In his popular book "The Lean Startup" Eric Ries introduces a systematic approach how startups evaluate and incrementally build their products through controlled experiments to find out what the customers need.
[If you haven't read the book yet, I would highly recommend it 🤓]
He also says that the questions isn't
"Can this product be built?"
but instead the questions are
"Should this product be built?"
"Can we build a sustainable business around this set of products and services?"
Nearly every product idea that comes up in your head can be built with the incredible possibilities we have today, but the really important question is if this product has some reason for existence.
If your product isn't doing something that solves a persons problem you will have a hard time charging money for it. And sometimes even when it solves a problem you can have trouble building a business around it that is profitable.
Too often founders forget to ask that questions before building a product and invest a lot of time, energy and money into something that just won't work out as a company.

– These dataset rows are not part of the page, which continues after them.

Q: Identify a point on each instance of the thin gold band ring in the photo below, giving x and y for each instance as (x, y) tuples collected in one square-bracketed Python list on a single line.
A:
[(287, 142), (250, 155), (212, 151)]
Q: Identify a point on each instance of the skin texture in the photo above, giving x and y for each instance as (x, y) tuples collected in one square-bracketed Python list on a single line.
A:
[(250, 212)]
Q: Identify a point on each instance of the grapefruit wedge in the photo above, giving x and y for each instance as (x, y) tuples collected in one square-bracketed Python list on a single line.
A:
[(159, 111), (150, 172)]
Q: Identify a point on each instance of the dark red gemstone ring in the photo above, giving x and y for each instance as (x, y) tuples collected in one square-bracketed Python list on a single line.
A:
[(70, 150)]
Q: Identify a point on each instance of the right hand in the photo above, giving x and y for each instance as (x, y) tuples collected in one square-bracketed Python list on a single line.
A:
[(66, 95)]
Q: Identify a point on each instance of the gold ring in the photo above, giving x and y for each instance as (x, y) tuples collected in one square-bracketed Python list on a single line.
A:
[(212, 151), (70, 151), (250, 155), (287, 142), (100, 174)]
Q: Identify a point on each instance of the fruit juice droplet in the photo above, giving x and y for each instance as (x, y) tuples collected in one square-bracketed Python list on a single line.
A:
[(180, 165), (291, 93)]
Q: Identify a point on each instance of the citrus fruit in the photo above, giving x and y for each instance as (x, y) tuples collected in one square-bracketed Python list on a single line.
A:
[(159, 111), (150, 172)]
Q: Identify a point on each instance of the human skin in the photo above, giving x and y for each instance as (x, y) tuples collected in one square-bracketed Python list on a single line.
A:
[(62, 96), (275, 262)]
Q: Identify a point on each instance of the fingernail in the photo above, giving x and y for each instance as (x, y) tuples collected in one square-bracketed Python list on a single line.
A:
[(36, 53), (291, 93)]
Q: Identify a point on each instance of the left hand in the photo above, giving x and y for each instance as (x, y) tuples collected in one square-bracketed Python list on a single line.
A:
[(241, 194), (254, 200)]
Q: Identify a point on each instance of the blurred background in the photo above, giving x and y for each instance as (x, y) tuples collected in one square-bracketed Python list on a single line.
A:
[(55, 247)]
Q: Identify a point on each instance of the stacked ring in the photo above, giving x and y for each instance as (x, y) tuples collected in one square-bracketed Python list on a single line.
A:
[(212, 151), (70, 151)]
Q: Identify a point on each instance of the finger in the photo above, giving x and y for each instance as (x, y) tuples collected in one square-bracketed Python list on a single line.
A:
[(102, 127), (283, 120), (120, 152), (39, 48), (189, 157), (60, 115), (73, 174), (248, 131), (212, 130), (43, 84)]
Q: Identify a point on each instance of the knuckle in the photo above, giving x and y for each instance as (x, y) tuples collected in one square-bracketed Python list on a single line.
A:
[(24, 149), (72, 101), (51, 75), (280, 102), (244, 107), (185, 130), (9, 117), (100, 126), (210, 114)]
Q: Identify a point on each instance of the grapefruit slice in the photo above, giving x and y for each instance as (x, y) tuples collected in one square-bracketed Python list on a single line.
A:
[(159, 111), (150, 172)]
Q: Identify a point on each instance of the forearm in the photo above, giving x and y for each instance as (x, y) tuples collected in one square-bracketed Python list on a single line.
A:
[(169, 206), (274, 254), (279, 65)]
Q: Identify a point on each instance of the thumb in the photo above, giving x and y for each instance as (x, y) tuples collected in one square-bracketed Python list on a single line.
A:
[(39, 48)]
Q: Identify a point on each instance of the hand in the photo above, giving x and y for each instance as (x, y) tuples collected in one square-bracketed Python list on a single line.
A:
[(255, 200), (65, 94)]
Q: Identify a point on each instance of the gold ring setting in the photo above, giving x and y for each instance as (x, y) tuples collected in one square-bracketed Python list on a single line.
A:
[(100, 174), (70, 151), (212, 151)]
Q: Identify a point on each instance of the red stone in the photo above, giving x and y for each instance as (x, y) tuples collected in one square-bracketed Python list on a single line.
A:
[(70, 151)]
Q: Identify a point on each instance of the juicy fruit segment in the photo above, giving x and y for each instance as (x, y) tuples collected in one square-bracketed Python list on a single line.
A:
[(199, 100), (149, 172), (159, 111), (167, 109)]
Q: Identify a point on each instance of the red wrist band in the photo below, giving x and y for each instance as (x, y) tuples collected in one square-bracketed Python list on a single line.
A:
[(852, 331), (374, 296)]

This happens a lot when new technologies come up and founders try to rebuild existing products with this technology because they can (or find it technologically challenging).

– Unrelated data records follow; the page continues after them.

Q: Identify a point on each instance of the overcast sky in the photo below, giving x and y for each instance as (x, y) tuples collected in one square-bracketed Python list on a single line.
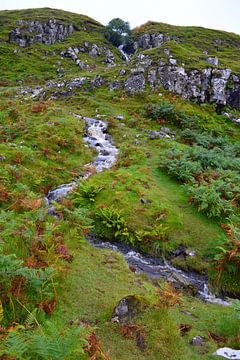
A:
[(216, 14)]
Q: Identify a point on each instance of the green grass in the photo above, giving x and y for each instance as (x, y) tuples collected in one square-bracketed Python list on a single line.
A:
[(192, 42), (41, 147)]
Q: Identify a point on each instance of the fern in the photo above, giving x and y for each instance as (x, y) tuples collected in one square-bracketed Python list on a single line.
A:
[(55, 344), (16, 345)]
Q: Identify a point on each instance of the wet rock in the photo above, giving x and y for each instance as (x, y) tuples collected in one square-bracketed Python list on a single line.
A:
[(122, 72), (172, 61), (148, 41), (97, 81), (115, 85), (146, 201), (212, 60), (120, 117), (198, 341), (156, 134), (30, 32), (228, 353), (95, 51), (152, 78), (135, 83), (126, 309)]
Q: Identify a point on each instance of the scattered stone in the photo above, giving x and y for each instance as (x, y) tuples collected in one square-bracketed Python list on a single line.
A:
[(126, 309), (184, 329), (198, 340), (115, 85), (212, 60), (135, 83), (228, 353), (148, 41), (146, 201), (120, 117), (30, 32), (172, 61), (156, 134), (97, 81), (122, 72)]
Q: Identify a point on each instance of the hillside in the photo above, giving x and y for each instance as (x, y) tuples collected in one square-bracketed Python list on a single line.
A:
[(119, 190)]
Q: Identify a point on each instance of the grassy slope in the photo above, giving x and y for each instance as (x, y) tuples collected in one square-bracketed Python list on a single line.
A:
[(39, 62), (97, 280), (193, 41)]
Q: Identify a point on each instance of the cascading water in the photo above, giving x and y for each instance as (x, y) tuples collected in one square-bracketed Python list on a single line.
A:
[(125, 55), (97, 138)]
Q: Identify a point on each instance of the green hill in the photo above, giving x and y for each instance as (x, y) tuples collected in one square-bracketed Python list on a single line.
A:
[(171, 196)]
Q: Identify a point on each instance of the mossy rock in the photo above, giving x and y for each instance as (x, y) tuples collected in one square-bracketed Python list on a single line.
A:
[(127, 309)]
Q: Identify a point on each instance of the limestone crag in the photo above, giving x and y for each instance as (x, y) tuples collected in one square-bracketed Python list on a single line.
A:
[(92, 50), (30, 32), (148, 41), (210, 84)]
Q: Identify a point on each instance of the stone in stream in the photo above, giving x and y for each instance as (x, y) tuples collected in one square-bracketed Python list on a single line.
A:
[(228, 353), (198, 340)]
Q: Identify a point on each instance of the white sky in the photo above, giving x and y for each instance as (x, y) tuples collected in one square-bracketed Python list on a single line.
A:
[(216, 14)]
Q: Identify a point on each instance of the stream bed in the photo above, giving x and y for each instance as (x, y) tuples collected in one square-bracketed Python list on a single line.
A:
[(96, 136)]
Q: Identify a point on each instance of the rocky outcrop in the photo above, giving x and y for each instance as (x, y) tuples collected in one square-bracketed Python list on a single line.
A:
[(127, 309), (92, 50), (30, 32), (148, 41), (207, 85)]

These "Like Typeform but with Blockchain" or "Waterbottle with Face-Recognition" (🤷♂️) never work, because they focus on the technology - the "can it be built" - instead of on the "should it be built" or "does ist solve a problem?".
Always make sure you don't get lost in the wrong questions and tasks as you develop your product and build your startup. Always focus on the customer and solving their problems with the help of your product. If you lose sight of the customer and put the technical challenge in the focus, it will rarely end well.